Furthermore, the Act empowers the central government to designate Significant Data Fiduciaries (SDFs) and impose various obligations on them, including periodic audits and data protection impact assessments. In making such designations, the government takes into account factors like the volume and sensitivity of personal data processed, risks to the rights of data principals, potential impacts on India”s sovereignty and integrity, and risks to electoral democracy and public order.

The Act also mandates the establishment of a Data Protection Board (DPB) with quasi-judicial powers, entirely appointed by the central government. The Act”s language leaves no room for ambiguity, and its spirit reinforces its provisions. It is likely that SDFs will be entities with significant market power, potentially able to misuse their dominance. While competition policy relies heavily on analysis of significant market power, notifying entities with such power should ideally be the prerogative of a specialized regulator with the necessary expertise. Competition law in India primarily operates in an ex-post manner, intervening aftermarket distortion has occurred.

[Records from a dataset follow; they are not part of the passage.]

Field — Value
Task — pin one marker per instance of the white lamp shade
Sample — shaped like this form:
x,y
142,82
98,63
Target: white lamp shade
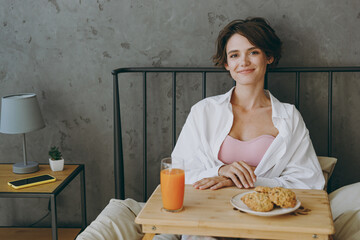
x,y
20,113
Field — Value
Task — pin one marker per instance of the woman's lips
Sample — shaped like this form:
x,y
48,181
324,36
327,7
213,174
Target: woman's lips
x,y
245,71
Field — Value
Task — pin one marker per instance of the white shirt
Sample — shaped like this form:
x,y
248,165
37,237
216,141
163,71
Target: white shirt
x,y
289,162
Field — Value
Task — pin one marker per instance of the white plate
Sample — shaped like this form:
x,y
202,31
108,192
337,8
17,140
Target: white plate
x,y
239,204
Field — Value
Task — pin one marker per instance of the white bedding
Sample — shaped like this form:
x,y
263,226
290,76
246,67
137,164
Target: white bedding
x,y
116,221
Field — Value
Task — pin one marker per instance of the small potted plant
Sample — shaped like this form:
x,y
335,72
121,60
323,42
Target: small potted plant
x,y
56,160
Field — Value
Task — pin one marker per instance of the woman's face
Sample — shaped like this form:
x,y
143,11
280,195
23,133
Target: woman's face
x,y
246,63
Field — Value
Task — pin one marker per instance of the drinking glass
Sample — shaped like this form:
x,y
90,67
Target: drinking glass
x,y
172,181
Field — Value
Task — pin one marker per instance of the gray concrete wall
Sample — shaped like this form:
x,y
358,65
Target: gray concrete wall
x,y
64,52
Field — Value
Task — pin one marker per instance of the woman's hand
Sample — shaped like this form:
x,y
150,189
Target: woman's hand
x,y
240,173
213,183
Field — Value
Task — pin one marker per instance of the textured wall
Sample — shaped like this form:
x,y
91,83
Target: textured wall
x,y
64,51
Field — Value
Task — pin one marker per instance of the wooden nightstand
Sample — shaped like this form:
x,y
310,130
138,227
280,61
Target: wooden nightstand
x,y
49,190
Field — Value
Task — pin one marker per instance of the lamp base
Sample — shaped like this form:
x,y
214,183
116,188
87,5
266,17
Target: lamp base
x,y
30,167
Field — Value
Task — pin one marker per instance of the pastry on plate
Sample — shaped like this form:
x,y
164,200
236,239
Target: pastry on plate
x,y
259,202
283,197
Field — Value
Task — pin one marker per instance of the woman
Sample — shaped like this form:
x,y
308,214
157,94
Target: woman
x,y
246,137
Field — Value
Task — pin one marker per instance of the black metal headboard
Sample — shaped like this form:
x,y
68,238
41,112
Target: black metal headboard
x,y
118,144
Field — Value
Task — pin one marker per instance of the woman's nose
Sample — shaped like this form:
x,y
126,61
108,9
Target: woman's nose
x,y
243,61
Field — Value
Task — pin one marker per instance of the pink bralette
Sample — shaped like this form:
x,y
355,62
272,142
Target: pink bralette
x,y
251,152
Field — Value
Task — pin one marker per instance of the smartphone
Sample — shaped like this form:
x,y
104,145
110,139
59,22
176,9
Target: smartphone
x,y
31,181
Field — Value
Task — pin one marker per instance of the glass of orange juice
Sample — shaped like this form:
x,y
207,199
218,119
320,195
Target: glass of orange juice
x,y
172,182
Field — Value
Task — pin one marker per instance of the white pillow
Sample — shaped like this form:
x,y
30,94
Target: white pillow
x,y
345,207
117,222
327,165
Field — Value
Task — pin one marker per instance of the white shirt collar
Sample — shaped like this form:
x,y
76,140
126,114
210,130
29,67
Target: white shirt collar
x,y
278,110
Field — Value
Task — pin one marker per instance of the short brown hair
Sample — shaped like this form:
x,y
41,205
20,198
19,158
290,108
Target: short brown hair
x,y
257,31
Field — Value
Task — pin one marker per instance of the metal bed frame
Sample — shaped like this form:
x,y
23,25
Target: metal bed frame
x,y
118,145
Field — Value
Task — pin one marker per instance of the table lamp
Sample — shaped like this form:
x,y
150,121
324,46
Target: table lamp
x,y
20,113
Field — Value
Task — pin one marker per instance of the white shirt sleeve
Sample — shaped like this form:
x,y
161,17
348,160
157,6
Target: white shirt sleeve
x,y
191,150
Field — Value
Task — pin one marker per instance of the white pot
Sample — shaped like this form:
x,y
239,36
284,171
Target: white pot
x,y
56,165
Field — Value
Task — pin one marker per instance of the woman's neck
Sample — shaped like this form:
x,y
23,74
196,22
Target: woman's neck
x,y
249,97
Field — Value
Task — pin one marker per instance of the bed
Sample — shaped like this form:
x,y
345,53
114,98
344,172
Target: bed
x,y
109,222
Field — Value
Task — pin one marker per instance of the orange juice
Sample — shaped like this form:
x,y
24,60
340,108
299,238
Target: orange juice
x,y
172,188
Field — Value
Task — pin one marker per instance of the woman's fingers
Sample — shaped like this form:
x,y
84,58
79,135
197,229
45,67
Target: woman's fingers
x,y
243,173
213,183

The government”s intent to establish ex ante rules to control the power of influential platforms is evident through this legislation. While this may be a legitimate aim, the responsibility should ideally rest with the DPB. In practice, it might still be delegated to the DPB, but the question arises as to why governments should be involved in designating SDFs in the first place.

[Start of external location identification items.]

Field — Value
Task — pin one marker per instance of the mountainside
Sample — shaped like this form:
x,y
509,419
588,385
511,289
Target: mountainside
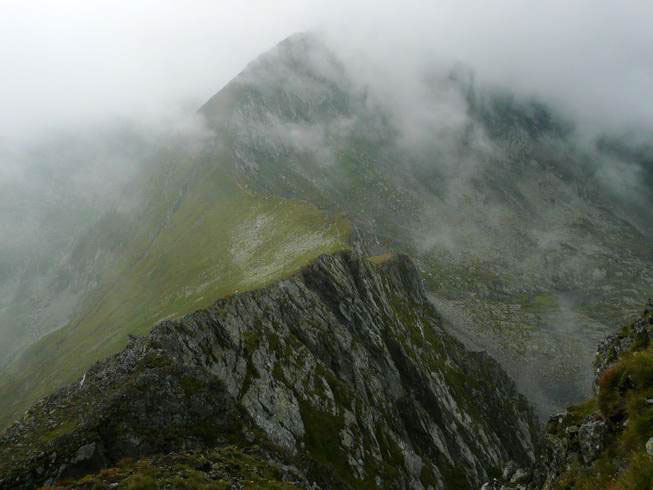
x,y
522,242
340,375
607,441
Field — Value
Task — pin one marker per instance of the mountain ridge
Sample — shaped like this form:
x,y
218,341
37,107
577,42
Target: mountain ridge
x,y
344,368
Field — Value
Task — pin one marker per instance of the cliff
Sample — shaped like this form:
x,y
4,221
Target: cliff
x,y
340,376
607,441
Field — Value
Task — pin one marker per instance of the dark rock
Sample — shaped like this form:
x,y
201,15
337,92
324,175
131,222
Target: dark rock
x,y
345,364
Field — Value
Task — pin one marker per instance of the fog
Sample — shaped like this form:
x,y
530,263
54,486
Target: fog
x,y
92,89
75,62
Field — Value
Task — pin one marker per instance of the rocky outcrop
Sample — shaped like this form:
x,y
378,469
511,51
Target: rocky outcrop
x,y
342,371
575,441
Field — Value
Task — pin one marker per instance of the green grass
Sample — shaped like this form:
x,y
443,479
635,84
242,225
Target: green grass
x,y
181,255
215,469
624,389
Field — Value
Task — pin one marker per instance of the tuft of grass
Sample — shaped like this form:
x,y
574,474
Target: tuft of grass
x,y
183,251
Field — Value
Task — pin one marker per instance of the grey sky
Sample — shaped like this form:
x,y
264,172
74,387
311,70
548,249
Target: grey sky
x,y
73,62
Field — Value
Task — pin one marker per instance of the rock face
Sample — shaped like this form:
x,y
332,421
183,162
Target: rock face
x,y
610,427
342,371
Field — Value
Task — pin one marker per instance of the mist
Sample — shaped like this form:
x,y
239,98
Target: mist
x,y
92,91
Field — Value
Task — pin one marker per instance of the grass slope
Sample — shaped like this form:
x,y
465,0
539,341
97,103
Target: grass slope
x,y
203,235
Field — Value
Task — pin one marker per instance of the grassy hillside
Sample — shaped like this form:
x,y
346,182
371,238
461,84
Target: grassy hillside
x,y
202,235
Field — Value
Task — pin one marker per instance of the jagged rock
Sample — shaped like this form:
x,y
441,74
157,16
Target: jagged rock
x,y
509,470
615,345
591,437
343,370
521,475
649,446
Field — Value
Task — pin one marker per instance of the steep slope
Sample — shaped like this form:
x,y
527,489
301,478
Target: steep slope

Well-designed ex ante regulations can serve two crucial purposes: firstly, recognising and potentially limiting the potential harm that digital giants can cause, and secondly, ensuring that onerous obligations do not create high entry barriers for startups looking to disrupt these giants, following the principles of Joseph Schumpeter”s creative destruction. Many other jurisdictions, like the proposed American Data Privacy and Protection Act (ADPA) and the EU”s Digital Services Act (DSA), are also incorporating ex ante obligations on identified entities.

However, the Indian approach is not without its challenges. The inclusion of vague qualitative parameters like “risk to electoral democracy” and “public order” may introduce imprecision into the designation process due to the lack of objective criteria or tangible metrics. Additionally, making determinations based on market analysis requires specialized skills and subject matter expertise that the government may lack. By limiting the DPB”s term to two years, with the possibility of extension, members may serve at the government”s discretion, potentially creating perverse incentives. The Act also grants the government the power to exempt private entities from additional obligations imposed on SDFs, raising concerns about arbitrariness and regulatory inconsistency.

Another curious aspect of the law is designating the Telecom Dispute Settlement and Appellate Tribunal (TDSAT) as the appellate tribunal for the DPB. TDSAT was originally established to hear appeals against orders of the Telecom Regulatory Authority of India (TRAI). However, data governance extends far beyond telecommunications and is arguably more complex. Repurposing an existing institution to handle complex questions posed by emerging technology is a bold experiment. If the government is genuinely committed to effective data governance, it should consider delegating this responsibility, both in theory and practice.

While the Digital Personal Data Protection Act aims to strike a balance between data protection and innovation, it raises important questions and challenges. The involvement of the government in designating significant data fiduciaries, the use of qualitative parameters, and the limited term of the Data Protection Board all warrant scrutiny. The Act”s success in achieving its goals will depend on its implementation and adaptability to the rapidly evolving digital landscape.